Union buster set to be NLRB’s top lawyer

A union-busting lawyer who participated in a 1981 presidential decision that has, over the years, been disastrous for workers was nominated general counsel for the National Labor Relations Board (NLRB), the federal agency charged with protecting workers’ rights.

Peter Robb, a New England attorney, was nominated by President Trump as his choice to be the NLRB’s top lawyer. This is a four-year term, and the individual selected is responsible for investigating unfair labor practices. Robb is expected to assume the position in November.

In 1981, Robb was President Ronald Reagan’s attorney when the president fired more than 11,000 members of the Professional Air Traffic controllers Organization (PATCO) who went on strike at the nation’s airports.

Reagan’s decision to fire the controllers was a low point in labor history.

It has proven to be a major factor in the diminishment of organized labor’s strength in collective bargaining with employers over the past 36 years. It effectively limited, if not entirely eliminated, the unions’ right to strike, and set the stage for an all-out attack on organizing rights.

Before Reagan’s decision to break the PATCO strike, strikebreaking – the hiring of scabs to replace strikers – was uncommon, even considered immoral by some employers. During a strike, the strikebound companies almost always continued to engage in collective bargaining with the union.

But when private sector employers saw that Reagan was able to get away with it, they saw an opportunity. They began to copycat Reagan’s hard line when their workers went on strike. Money talked and workers walked.

The late Robert Waldron, former Republican Speaker of the Michigan House of Representatives, when asked why the GOP didn’t support such activities before 1980, said “because we had respect for our workers.” That respect disappeared after PATCO.

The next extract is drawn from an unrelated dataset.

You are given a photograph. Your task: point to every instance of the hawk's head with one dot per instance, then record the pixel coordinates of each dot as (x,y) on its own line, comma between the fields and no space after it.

Now, 36 years later, Robb has been nominated by President Trump to serve as general counsel of the NLRB, the federal agency charged with protecting the rights, wages and working conditions of workers.

In 1981, Robb filed unfair labor practice charges against PATCO on behalf of the Federal Labor Relations after the court ruled that the controllers’ strike was illegal. The FLRA case led to the decertification of PATCO, and Reagan subsequently banned most of the striking workers from federal service for the rest of their lives.

Robb’s high-profile union-busting activities didn’t end with PATCO. In 2014 he was hired by Dominion Nuclear power plant when the International Brotherhood of Electrical Workers (IPEW) began organizing the company’s workers.

His law firm’s website boasts that Robb represented a major national corporation in a National Labor Relations Board representation case proceeding, which had 34 days of hearings over three months to resolve 80 contested classifications covering hundreds of employees.

The Trump administration’s previous NLRB nominees all have connections to union busting, and the expected nomination of Robb would effectively make the NLRB – responsible for protecting workers’ rights – an anti-labor agency. Many unions warned their members before the election that Donald Trump was not and never will be supportive of working men and women.